Suzette Mayr's novel The Sleeping Car Porter uses magic realism to highlight Black Canadian history
The Sleeping Car Porter won the 2022 Scotiabank Giller Prize
Suzette Mayr is a poet and novelist based in Calgary. She is the author of the novels Dr. Edith Vane and the Hares of Crawley Hall, Monoceros, Moon Honey, The Widows and Venous Hum. Monoceros won the ReLit Award, the City of Calgary W. O. Mitchell Book Prize and made the 2011 Scotiabank Giller Prize longlist.
The Sleeping Car Porter tells the story of Baxter, a Black man in 1929 who works as a sleeping car porter on a train that travels across the country. He smiles and tries to be invisible to the passengers, but what he wants is to save up and go to dentistry school. On one particular trip out west, the train is stalled and Baxter finds a naughty postcard of two gay men. The postcard reawakens his memories and longings and puts his job in jeopardy.
The Sleeping Car Porter won the 2022 Scotiabank Giller Prize.
Mayr spoke to CBC Books about how she wrote The Sleeping Car Porter.
Uncovering Black history
"Years ago, a dear friend of mine, who is a former creative writing teacher, told me that I had to write about the Black railway porters. I had no idea what he was talking about.
"I started doing research into what that actually meant. I learned about this whole group of men and I thought it was an amazing story. And how strange is it that this pretty significant chapter of Black Canadian history was something that I had never heard about.
"So I thought, I'm going to write about this.
"I was nervous about writing historical fiction because I've never done that before. I thought, 'OK, what can I do to make myself feel confident in this?' I read a lot of books written at the time. Also, by coincidence, there was a perfectly preserved railway passenger car in Cranbrook, B.C., which is not far away from me. I thought I'd go there and do research and pretend I'm on this train.
I was nervous about writing historical fiction because I've never done that before.
"I read quite a few books about these railway porters. People concentrate a lot on their importance in terms of the labour movement and the building of the brotherhood and the unions — and that is important. But I was thinking, 'Where are the queer folks? And what about, the everyday folks who weren't activists?'
"What I found, and possibly other writers of historical fiction find, is that you have all this research but not yet a story. And so the supernatural elements, the hallucinatory magic realist elements, the queer elements were those were a result of me looking for story. The research was just the beginning."
LISTEN | Suzette Mayr talks to The Homestretch about writing The Sleeping Car Porter:
Being Baxter
"Writing the character of Baxter was a bit of a struggle.
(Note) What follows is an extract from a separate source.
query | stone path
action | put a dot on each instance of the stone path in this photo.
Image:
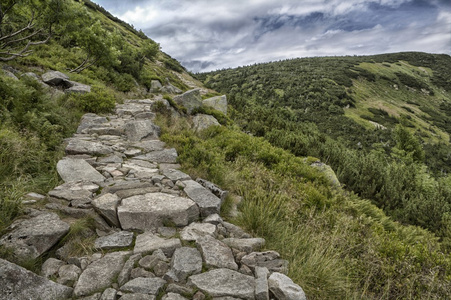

Part of my struggle too was I thought, 'OK, not only do I have to time travel, but also — possibly because I'd originally thought about setting the book in Montreal — I have to go to another part of the country that I don't know as well.'
"I've visited it, but I've never lived there. Then I also have to switch genders. I ended up thinking about the book set in the Rockies, which I'm more familiar with. But I also thought, 'What if this guy was queer?'
"I'm queer. I can relate to that. I can't relate to being a gay man, but I can certainly relate being a queer person. So that's how he came to be. But another way that I accessed his character was thinking about what would he be interested in. What would I have been interested in if I was born in the 1920s?
For most of my work — maybe all of my work — the reason I tend towards magic realist, weird fiction or whatever you want to call it, is because I find that language is inadequate to describe certain experiences.
"I love horror and I love magic realism. I love certain kinds of speculative fiction. I thought, 'What could he be reading? What about Dracula? What about weird tales? That's how his interest in that type of fiction developed.
"For most of my work — maybe all of my work — the reason I tend toward magic realist, weird fiction or whatever you want to call it, is because I find that language is inadequate to describe certain experiences. If I can take a metaphor and make it literal — if I can make dreams real, make dreams better, then it makes more sense to me.
"It gives me a much larger lexicon, to deal with, to work with my own story."
About legacy
"One of the things that I want people to take away from this book is to be nice to people in the service industry. It's important that Black people become part of the fabric of the history of this country. It gets a little tiring when the only time you talk about it is in February because it's Black History Month. It's every month. It's everywhere.
"It's all the time, and it's not necessarily about Black pain or suffering or victimhood. The porters were important in helping to establish a Black middle class, one that had a ton of impact in all kinds of ways including labour rights.
It's really important that Black people become part of the fabric of the history of this country
"This particular group worked really hard to get ahead. I'm not necessarily related to one of these porters, as far as I know, but they've paved the way for me in all kinds of ways.
"Black history matters, every month of the year."
Suzette Mayr's comments have been edited for length and clarity.